The Ideal Wine Company recently discovered that a team of scientists has analysed bottles of Champagne found among the ruins of a 170 year old shipwreck in 2010. What they discovered gave us just a small glimpse into the mysterious world of historic winemaking.
Jackpot discovered in the Baltic Sea
Picture this. You’re a diver who has swum down to the cold dark depths of the Baltic Sea. It’s darker than the dead of night, but you think you see something down below. Then, you stumble on a stash of unbelievably well preserved champagne.
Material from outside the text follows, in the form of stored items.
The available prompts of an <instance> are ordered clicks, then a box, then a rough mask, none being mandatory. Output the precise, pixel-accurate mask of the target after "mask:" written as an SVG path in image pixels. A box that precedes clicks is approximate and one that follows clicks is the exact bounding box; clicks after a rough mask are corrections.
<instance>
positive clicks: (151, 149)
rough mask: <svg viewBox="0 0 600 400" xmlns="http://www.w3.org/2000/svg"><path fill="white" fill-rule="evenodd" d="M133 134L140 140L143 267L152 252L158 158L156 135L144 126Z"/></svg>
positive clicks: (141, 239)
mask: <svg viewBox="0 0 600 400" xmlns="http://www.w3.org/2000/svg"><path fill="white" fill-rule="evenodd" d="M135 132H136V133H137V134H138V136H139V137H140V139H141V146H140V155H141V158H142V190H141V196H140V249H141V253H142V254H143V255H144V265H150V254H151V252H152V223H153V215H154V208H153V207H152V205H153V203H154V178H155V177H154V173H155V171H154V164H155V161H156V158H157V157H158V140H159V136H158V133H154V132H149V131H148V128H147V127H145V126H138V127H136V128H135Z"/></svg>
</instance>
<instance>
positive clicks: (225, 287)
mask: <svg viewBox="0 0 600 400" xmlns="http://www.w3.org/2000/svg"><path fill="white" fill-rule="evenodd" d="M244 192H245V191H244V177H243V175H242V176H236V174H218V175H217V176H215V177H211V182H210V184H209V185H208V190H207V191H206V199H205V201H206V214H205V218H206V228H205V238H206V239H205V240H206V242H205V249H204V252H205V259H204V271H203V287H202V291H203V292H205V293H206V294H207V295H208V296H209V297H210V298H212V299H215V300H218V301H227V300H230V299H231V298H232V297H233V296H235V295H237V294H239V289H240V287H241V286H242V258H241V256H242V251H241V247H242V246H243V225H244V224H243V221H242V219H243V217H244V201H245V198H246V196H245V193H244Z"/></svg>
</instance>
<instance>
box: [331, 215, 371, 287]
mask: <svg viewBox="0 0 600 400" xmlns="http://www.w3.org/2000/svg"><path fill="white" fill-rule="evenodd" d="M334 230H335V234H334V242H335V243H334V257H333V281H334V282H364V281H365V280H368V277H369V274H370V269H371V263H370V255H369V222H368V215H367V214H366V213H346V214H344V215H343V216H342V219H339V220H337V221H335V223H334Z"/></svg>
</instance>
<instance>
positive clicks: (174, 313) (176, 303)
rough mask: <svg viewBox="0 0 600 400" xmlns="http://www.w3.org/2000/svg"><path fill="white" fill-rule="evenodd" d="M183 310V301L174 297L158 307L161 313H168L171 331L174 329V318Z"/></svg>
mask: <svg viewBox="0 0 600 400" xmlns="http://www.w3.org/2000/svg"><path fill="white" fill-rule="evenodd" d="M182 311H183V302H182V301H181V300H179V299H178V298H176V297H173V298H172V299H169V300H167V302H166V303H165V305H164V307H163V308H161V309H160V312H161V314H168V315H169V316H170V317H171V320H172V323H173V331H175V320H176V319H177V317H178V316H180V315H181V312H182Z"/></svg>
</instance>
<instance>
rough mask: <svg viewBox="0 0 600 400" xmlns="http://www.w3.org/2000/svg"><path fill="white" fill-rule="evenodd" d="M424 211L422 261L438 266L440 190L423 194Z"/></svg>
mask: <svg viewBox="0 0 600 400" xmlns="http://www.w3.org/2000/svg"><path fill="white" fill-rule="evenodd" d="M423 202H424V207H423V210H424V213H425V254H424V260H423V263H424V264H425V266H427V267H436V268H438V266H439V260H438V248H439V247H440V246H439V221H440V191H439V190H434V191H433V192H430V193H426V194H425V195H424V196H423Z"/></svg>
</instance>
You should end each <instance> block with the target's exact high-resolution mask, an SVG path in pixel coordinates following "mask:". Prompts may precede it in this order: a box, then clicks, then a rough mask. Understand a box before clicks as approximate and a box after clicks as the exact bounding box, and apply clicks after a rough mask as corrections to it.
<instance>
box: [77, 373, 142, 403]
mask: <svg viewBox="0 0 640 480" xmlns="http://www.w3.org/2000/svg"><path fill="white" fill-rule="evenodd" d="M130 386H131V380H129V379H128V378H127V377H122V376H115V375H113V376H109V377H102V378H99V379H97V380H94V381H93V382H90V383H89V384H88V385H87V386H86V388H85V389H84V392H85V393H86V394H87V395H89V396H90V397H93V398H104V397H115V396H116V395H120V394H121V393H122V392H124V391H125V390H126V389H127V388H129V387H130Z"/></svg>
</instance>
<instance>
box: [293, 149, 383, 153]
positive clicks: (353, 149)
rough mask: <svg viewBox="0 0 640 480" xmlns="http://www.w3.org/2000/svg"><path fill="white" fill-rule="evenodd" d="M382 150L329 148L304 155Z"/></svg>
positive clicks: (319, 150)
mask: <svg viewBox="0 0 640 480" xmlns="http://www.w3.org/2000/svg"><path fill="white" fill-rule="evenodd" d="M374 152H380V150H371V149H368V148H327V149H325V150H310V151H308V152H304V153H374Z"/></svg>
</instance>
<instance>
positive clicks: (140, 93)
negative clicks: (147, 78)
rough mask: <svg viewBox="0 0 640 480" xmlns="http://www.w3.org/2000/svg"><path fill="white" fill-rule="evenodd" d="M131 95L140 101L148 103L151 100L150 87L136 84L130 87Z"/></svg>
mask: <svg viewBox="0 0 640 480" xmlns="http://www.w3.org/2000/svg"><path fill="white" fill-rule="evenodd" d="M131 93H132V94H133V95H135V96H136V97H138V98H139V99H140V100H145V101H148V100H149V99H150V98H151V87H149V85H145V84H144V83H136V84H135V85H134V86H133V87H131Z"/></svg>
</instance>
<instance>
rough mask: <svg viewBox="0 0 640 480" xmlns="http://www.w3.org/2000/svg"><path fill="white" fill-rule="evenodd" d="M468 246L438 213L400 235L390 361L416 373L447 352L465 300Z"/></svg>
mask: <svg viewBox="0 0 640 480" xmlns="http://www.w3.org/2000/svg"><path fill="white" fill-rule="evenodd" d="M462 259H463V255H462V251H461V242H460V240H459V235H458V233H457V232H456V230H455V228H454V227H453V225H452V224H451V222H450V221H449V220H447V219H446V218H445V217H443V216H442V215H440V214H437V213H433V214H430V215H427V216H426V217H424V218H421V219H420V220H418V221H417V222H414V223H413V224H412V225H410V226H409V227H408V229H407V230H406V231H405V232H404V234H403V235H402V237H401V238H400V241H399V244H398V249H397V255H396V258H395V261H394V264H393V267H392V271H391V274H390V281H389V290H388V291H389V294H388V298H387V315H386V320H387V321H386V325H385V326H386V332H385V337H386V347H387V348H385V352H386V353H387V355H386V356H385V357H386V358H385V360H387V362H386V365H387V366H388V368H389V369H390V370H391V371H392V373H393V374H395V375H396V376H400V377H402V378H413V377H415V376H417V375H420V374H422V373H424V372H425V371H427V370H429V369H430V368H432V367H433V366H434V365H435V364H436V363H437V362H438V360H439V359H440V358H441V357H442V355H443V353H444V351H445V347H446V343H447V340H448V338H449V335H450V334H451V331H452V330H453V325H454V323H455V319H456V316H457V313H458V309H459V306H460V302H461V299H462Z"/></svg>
This is exactly what happened in 2010. 168 bottles of Champagne were discovered in a shipwreck from the 1840’s, 50 metres below the Baltic Sea off the coast of the Aland Islands in Finland. 47 of these bottles were Veuve Clicquot, a Champagne named for the famous French Champagne House that has been credited as the first to ever produce rose Champagne.
The secrets of historic winemaking
A portion of the discovery was sold at auction in 2011 for tens of thousands of euros, but the BBC reported that some of them have now been investigated by scientists. A study led by Prof Philippe Jeandet, from the University of Reims in Champagne-Ardenne, France, sought to discover the secrets of historic winemaking by analysing three of the Veuve Clicquot found in the shipwreck against bottles recently produced by the luxury Champagne house.
The study’s findings were published in the PNAS Journal. They show that the Champagne’s composition was surprisingly similar to that of its modern cousins, but it had “astronomically high” sugar levels of 14%. This is higher than most modern dessert wines. It also contained traces of arsenic, which you certainly wouldn’t see in wine today as it’s a highly dangerous substance.
“It was fabulous.”
Professor Jeadet noted to the BBC that he only got to taste a mere 0.1ml of the find, but what he did taste provided him with a once-in-lifetime experience.
The academic commented that "it was impossible to smell," "but it was fabulous - just tasting 100 microlitres." He went on to suggest that the Veuve Clicquot boasted flavours of leather and tobacco and that "the taste remained for two or three hours." He was especially surprised by how well the wine had been preserved during it’s tenure at the bottom of the Baltic.
A window into the past
This is amazing. How often do we get to look at a historic rare Champagne and use it to open up a window into the past? This find has shown us how our ancestors developed the winemaking techniques that were the forebears of the ones we use today. It’s like we’ve found a missing piece in the puzzle of how modern Champagne came to be!